YORUM | BETÜL GÜL
Dünya’nın en ilginç memelilerinden bazıları Avustralya’da yaşıyor. Kangurular, koalalar, gülümseyen quokkalar gibi yaklaşık 250 tür keseli (Marsupialia) var Avustralya’da. Duke Üniversitesi’nden Prof. Kathleen Smith ve Dr. Anna Keyte, akademik dergi The Anatomical Record’da yayımlanan makalelerinde, keselilerin son derece kısa bir gebelik döneminin ardından doğduklarını, 8-12 haftalık insan fetüsüne veya 10-12 günlük fare fetüsüne eşdeğer bir genel gelişim aşamasındayken meme bölgesine yardımsız ulaştıklarını söylüyor, “İnsanlarda veya farelerde hangi teknolojik müdahale uygulanırsa uygulansın bu aşamalardaki bireyler hayatta kalamaz,” diyorlar. Bilim insanları makalenin son bölümünde şu sözlere yer veriyor: “Şunun farkına vardık ki, keseli yenidoğan daha iyi bir plasenta eksikliği nedeniyle, çok az işlevsel durumdayken doğuma mahkûm edilen embriyolojik bir uyumsuzluktan ibaret değil.”
Keseli yavrularının gelişimlerinin büyük kısmı doğumdan sonra süt emme sürecinde tamamlanıyor. Mesela şişman kuyruklu keseli farenin (Sminthopsis crassicaudata) hamileliği sadece 13,5 gün sürüyor. Yavru doğduğunda pirinç tanesinden küçük oluyor ve kalbi, akciğerleri, mesanesi yarı saydam derisinden görülebiliyor! Emekleyerek annelerinin keselerine girebilmeleri için ön bacaklarının çok gelişmiş olması, süt emebilmeleri ve emerken nefes alabilmeleri için de iyi gelişmiş ağız ve burunlarının olması gerektiği belirtiliyor.
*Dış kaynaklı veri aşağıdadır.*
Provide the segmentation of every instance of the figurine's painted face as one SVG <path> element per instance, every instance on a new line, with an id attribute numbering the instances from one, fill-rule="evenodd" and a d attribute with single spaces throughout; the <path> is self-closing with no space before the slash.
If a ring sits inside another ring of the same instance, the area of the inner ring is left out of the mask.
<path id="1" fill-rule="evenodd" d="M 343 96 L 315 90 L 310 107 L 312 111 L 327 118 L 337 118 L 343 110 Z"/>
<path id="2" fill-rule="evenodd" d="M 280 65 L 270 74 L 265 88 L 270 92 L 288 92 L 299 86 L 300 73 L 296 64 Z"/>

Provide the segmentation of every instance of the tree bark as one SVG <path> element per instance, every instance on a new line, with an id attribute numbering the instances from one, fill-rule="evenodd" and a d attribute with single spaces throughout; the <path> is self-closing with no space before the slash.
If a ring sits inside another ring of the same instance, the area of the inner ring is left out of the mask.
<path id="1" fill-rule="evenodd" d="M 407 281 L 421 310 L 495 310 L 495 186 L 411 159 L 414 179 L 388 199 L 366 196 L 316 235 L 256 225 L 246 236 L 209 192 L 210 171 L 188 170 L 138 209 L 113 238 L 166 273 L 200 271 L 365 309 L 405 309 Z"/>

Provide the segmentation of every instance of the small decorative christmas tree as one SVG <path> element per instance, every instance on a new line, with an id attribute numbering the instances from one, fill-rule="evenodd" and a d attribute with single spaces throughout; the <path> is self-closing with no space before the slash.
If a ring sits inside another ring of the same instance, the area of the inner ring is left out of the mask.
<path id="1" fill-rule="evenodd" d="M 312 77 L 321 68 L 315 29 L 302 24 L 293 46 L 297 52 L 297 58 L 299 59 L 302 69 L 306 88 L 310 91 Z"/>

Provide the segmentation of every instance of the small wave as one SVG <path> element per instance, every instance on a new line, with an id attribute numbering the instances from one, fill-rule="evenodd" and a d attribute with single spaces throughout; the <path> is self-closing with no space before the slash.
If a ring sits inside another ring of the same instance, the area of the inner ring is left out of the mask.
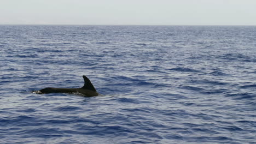
<path id="1" fill-rule="evenodd" d="M 138 43 L 138 44 L 136 44 L 136 45 L 143 45 L 143 46 L 146 46 L 147 45 L 146 44 L 144 44 L 144 43 Z"/>
<path id="2" fill-rule="evenodd" d="M 181 72 L 188 72 L 188 73 L 199 73 L 201 72 L 200 70 L 193 69 L 190 69 L 190 68 L 181 68 L 181 67 L 178 67 L 176 68 L 172 68 L 172 69 L 170 69 L 168 70 L 174 70 L 174 71 L 181 71 Z"/>
<path id="3" fill-rule="evenodd" d="M 205 89 L 202 88 L 197 87 L 193 87 L 193 86 L 181 86 L 179 87 L 180 88 L 186 89 L 189 90 L 195 91 L 203 91 Z"/>
<path id="4" fill-rule="evenodd" d="M 256 84 L 245 85 L 245 86 L 242 86 L 240 87 L 241 88 L 255 88 L 255 87 L 256 87 Z"/>
<path id="5" fill-rule="evenodd" d="M 242 100 L 245 99 L 252 99 L 256 97 L 256 95 L 252 93 L 243 93 L 226 94 L 225 95 L 225 97 L 232 97 L 233 99 L 236 100 Z"/>
<path id="6" fill-rule="evenodd" d="M 209 75 L 213 75 L 213 76 L 229 76 L 230 75 L 223 73 L 220 71 L 214 71 L 211 73 L 208 74 Z"/>
<path id="7" fill-rule="evenodd" d="M 64 106 L 59 107 L 56 107 L 53 109 L 54 111 L 73 111 L 74 110 L 80 110 L 81 108 L 77 106 Z"/>

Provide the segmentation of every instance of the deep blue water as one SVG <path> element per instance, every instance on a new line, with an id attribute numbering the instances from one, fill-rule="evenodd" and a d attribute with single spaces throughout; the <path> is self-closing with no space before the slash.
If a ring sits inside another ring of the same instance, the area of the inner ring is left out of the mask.
<path id="1" fill-rule="evenodd" d="M 0 26 L 0 143 L 256 143 L 255 26 Z M 102 95 L 31 93 L 78 88 Z"/>

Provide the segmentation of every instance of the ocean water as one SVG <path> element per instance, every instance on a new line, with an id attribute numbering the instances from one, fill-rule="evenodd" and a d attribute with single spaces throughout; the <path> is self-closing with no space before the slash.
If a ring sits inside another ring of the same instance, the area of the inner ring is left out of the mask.
<path id="1" fill-rule="evenodd" d="M 256 143 L 255 26 L 1 25 L 0 53 L 0 143 Z"/>

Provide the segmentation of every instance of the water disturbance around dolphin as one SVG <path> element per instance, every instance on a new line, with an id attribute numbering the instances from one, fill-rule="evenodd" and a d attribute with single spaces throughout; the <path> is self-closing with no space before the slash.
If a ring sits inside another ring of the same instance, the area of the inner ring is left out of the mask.
<path id="1" fill-rule="evenodd" d="M 68 88 L 46 87 L 34 92 L 37 94 L 47 94 L 52 93 L 79 93 L 85 97 L 94 97 L 98 95 L 99 94 L 97 92 L 97 91 L 94 85 L 92 85 L 92 83 L 91 83 L 90 80 L 85 75 L 83 75 L 83 77 L 84 80 L 84 85 L 81 88 Z"/>

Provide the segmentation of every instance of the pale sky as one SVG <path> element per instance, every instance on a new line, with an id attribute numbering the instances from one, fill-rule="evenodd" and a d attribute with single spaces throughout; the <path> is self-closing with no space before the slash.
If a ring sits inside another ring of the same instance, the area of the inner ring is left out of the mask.
<path id="1" fill-rule="evenodd" d="M 256 0 L 0 0 L 0 24 L 256 25 Z"/>

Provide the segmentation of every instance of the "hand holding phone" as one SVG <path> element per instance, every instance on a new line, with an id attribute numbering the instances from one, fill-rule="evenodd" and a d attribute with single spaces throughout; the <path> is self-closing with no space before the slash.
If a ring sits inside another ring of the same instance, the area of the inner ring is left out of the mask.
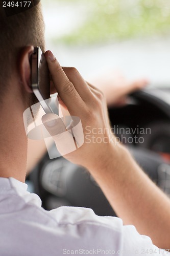
<path id="1" fill-rule="evenodd" d="M 50 76 L 48 66 L 39 47 L 35 47 L 31 59 L 31 87 L 45 114 L 53 112 L 48 103 L 50 98 Z"/>

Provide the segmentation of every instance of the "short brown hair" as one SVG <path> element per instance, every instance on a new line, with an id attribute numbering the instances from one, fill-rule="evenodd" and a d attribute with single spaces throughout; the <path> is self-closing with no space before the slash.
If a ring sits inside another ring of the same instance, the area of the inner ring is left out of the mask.
<path id="1" fill-rule="evenodd" d="M 1 6 L 2 1 L 0 0 Z M 5 90 L 19 51 L 28 45 L 45 50 L 44 25 L 40 3 L 27 11 L 4 17 L 0 8 L 0 96 Z"/>

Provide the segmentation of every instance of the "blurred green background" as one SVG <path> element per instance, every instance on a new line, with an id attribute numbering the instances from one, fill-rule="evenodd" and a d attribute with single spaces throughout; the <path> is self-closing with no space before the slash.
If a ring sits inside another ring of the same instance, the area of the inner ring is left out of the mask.
<path id="1" fill-rule="evenodd" d="M 169 33 L 170 0 L 62 0 L 62 3 L 83 6 L 84 20 L 70 33 L 57 37 L 58 42 L 86 45 Z M 77 15 L 82 14 L 78 11 Z"/>

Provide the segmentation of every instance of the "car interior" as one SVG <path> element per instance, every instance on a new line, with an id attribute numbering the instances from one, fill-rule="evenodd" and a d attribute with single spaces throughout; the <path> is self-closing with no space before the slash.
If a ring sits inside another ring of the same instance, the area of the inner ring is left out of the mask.
<path id="1" fill-rule="evenodd" d="M 117 138 L 129 149 L 145 173 L 168 195 L 170 195 L 169 102 L 169 89 L 162 86 L 149 87 L 129 95 L 126 105 L 109 109 L 112 127 Z M 118 134 L 117 127 L 120 131 Z M 129 132 L 125 134 L 126 130 Z M 53 152 L 55 148 L 54 145 L 50 150 Z M 92 208 L 101 216 L 116 216 L 88 171 L 59 154 L 57 158 L 50 160 L 46 153 L 28 176 L 26 182 L 29 188 L 31 187 L 32 191 L 39 196 L 45 209 L 61 206 L 79 206 Z"/>

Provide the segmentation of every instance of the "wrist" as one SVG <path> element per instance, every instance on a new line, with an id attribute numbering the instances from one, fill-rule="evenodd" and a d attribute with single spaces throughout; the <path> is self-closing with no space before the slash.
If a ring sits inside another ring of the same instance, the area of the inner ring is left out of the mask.
<path id="1" fill-rule="evenodd" d="M 118 168 L 125 158 L 129 154 L 127 148 L 120 143 L 108 143 L 102 151 L 88 163 L 86 168 L 92 175 L 95 176 L 106 172 L 114 172 Z"/>

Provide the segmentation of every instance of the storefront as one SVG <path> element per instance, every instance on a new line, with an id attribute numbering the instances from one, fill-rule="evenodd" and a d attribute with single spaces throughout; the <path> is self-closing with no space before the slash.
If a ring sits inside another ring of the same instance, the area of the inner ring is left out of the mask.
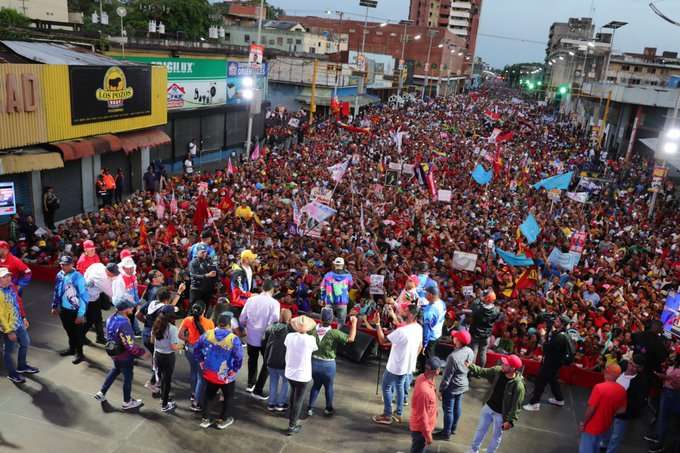
<path id="1" fill-rule="evenodd" d="M 42 192 L 53 186 L 57 220 L 94 210 L 102 168 L 123 171 L 125 193 L 141 188 L 150 149 L 171 142 L 163 129 L 166 68 L 45 43 L 12 50 L 29 60 L 41 51 L 47 63 L 0 65 L 0 183 L 13 183 L 17 209 L 42 224 Z M 72 64 L 50 64 L 51 56 Z M 83 64 L 88 59 L 96 64 Z M 10 215 L 2 213 L 5 223 Z"/>

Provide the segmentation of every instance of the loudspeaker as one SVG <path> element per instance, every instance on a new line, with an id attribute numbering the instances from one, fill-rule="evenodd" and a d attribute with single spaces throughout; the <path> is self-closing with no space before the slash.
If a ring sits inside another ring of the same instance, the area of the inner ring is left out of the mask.
<path id="1" fill-rule="evenodd" d="M 349 333 L 349 328 L 343 326 L 341 332 Z M 356 363 L 363 363 L 375 349 L 375 337 L 364 332 L 357 332 L 354 343 L 347 343 L 338 348 L 338 354 Z"/>

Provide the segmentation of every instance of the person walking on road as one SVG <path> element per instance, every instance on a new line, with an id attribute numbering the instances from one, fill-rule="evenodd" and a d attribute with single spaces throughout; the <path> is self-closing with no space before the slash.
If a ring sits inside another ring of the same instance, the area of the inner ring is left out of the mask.
<path id="1" fill-rule="evenodd" d="M 137 346 L 134 340 L 130 316 L 135 304 L 129 300 L 114 301 L 116 312 L 106 320 L 106 353 L 113 360 L 113 368 L 106 375 L 102 388 L 94 395 L 94 399 L 103 403 L 106 393 L 119 374 L 123 374 L 123 410 L 128 411 L 140 407 L 142 400 L 132 398 L 132 379 L 134 377 L 135 358 L 149 358 L 151 354 Z"/>
<path id="2" fill-rule="evenodd" d="M 57 274 L 52 297 L 52 314 L 59 316 L 68 335 L 68 349 L 59 355 L 75 355 L 73 364 L 83 360 L 83 341 L 85 339 L 85 313 L 87 313 L 88 293 L 85 278 L 73 267 L 73 257 L 63 255 L 59 259 L 61 271 Z"/>
<path id="3" fill-rule="evenodd" d="M 495 453 L 501 445 L 503 432 L 515 426 L 525 393 L 521 368 L 522 360 L 516 355 L 502 357 L 501 366 L 492 368 L 470 365 L 470 376 L 486 378 L 493 385 L 485 398 L 468 453 L 479 453 L 489 426 L 493 426 L 493 432 L 486 451 Z"/>

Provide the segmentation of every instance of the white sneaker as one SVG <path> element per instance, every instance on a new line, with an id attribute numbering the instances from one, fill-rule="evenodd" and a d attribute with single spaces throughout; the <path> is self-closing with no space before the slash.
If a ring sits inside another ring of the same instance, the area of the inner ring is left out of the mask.
<path id="1" fill-rule="evenodd" d="M 553 406 L 564 407 L 564 400 L 556 400 L 555 398 L 549 398 L 548 402 Z"/>
<path id="2" fill-rule="evenodd" d="M 226 429 L 234 424 L 234 417 L 227 417 L 225 420 L 217 420 L 217 429 Z"/>
<path id="3" fill-rule="evenodd" d="M 136 408 L 136 407 L 139 407 L 139 406 L 141 406 L 142 404 L 144 404 L 144 403 L 142 402 L 142 400 L 136 400 L 136 399 L 133 398 L 133 399 L 131 399 L 130 401 L 128 401 L 127 403 L 123 403 L 123 405 L 121 406 L 121 408 L 122 408 L 124 411 L 129 411 L 130 409 L 134 409 L 134 408 Z"/>

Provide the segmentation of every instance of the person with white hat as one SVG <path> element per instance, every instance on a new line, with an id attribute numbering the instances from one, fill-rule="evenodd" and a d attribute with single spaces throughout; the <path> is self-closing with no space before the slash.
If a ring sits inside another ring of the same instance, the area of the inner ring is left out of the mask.
<path id="1" fill-rule="evenodd" d="M 299 433 L 300 414 L 307 387 L 312 381 L 312 353 L 318 349 L 316 339 L 307 332 L 316 327 L 316 322 L 308 316 L 293 318 L 290 326 L 294 332 L 286 335 L 286 370 L 284 375 L 290 383 L 290 408 L 288 412 L 288 431 L 292 436 Z"/>
<path id="2" fill-rule="evenodd" d="M 321 281 L 321 302 L 333 307 L 335 317 L 342 324 L 347 319 L 349 290 L 353 284 L 352 274 L 345 269 L 345 260 L 342 257 L 333 260 L 333 270 L 327 272 Z"/>

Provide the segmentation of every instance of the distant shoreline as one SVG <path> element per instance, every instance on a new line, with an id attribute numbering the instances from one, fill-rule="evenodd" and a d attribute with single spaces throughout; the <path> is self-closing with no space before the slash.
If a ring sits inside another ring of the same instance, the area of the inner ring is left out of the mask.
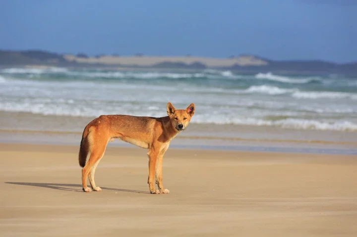
<path id="1" fill-rule="evenodd" d="M 327 73 L 357 75 L 357 62 L 338 64 L 322 60 L 276 61 L 252 55 L 226 58 L 183 56 L 60 54 L 42 50 L 0 50 L 0 68 L 22 67 L 103 68 L 108 69 L 199 70 L 275 73 Z"/>

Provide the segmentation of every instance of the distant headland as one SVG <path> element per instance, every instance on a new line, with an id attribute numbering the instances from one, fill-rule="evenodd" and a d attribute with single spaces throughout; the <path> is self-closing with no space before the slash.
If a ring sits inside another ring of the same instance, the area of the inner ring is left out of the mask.
<path id="1" fill-rule="evenodd" d="M 203 69 L 211 68 L 251 72 L 343 73 L 357 75 L 357 62 L 338 64 L 322 60 L 277 61 L 249 54 L 226 58 L 190 55 L 177 56 L 116 54 L 94 57 L 84 53 L 59 54 L 41 50 L 0 50 L 0 67 L 56 66 Z"/>

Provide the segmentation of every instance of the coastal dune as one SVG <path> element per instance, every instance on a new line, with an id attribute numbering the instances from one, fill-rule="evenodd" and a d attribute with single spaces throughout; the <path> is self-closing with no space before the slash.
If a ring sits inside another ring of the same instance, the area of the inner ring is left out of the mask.
<path id="1" fill-rule="evenodd" d="M 0 144 L 0 236 L 356 236 L 357 156 L 109 147 L 81 190 L 78 146 Z"/>
<path id="2" fill-rule="evenodd" d="M 111 56 L 81 57 L 66 54 L 63 57 L 69 61 L 81 63 L 101 63 L 108 65 L 124 64 L 150 67 L 161 63 L 182 63 L 186 64 L 199 63 L 207 67 L 232 67 L 239 66 L 264 66 L 268 62 L 252 55 L 242 55 L 232 58 L 219 58 L 197 56 Z"/>

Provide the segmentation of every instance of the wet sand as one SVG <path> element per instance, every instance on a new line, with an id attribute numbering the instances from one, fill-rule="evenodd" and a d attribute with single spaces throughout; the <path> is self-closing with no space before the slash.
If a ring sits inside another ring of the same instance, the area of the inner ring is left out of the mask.
<path id="1" fill-rule="evenodd" d="M 357 236 L 357 155 L 169 148 L 150 194 L 146 150 L 108 147 L 84 193 L 78 149 L 0 143 L 0 236 Z"/>

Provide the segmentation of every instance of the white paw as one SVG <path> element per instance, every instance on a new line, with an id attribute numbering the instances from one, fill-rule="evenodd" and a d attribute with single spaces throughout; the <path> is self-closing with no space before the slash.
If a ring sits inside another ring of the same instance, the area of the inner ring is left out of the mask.
<path id="1" fill-rule="evenodd" d="M 162 193 L 170 193 L 170 191 L 168 189 L 164 189 L 164 190 L 161 190 L 160 191 Z"/>
<path id="2" fill-rule="evenodd" d="M 102 189 L 101 189 L 100 187 L 95 187 L 94 188 L 92 188 L 92 189 L 93 191 L 97 191 L 98 192 L 102 191 Z"/>
<path id="3" fill-rule="evenodd" d="M 88 187 L 85 187 L 85 188 L 83 188 L 82 190 L 83 191 L 86 192 L 89 192 L 90 191 L 92 191 L 92 190 L 89 189 Z"/>

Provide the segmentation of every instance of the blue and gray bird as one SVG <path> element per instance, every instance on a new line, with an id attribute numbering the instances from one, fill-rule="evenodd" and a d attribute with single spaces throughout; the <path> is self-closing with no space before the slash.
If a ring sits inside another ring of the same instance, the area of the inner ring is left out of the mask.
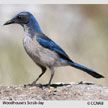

Araştırmalarını Eylül 2021’de akademik dergi Nature Communications Biology’de yayımlayan Melbourne Üniversitesi’nden Prof. Andrew Pask ve meslektaşları, doğdukları gün emekleyebilen şişman kuyruklu keseli farelerin vücutlarının hiçbir yerinde mineralize kemik dokusu tespit edemedi. Bir başka deyişle, yavrular iskeletleri henüz oluşmamışken annelerinin kesesine tırmanabilyor!
Yakın bir tarihte Sydney Üniversitesi’nden, Melbourne Üniversitesi’nden ve Berlin Forschungsverbund Enstitüsü’nden bilim insanlarından oluşan bir araştırma ekibi, kangurularla aynı aileden sayılan bir tür valabinin (Macropus eugenii) kısa gebeliğini yüksek çözünürlüklü ultrasonla görüntüledi. Araştırmalarını Nature Scientific Reports yayımlayan ekip, doğumun üç gün öncesinden itibaren yavrunun keseye tırmanır gibi tırmanma hareketleri yaptığını tespit etti! Forschungsverbund Enstitüsü’nden yapılan açıklamada, gelişimin bu aşamasında arka bacakların henüz tomurcuk halinde olduğu ve böyle yüksek koordineli hareketlerin keseliler dışındaki memelilerde çok daha sonraki aşamalarda meydana geldiği belirtiliyor. Melbourne Üniversitesi’nden Prof. Geoff Shaww, çok küçük ve tam gelişmemiş olarak doğdukları halde kendi başlarına doğum kanalından keseye tırmanabildiklerini söylüyor.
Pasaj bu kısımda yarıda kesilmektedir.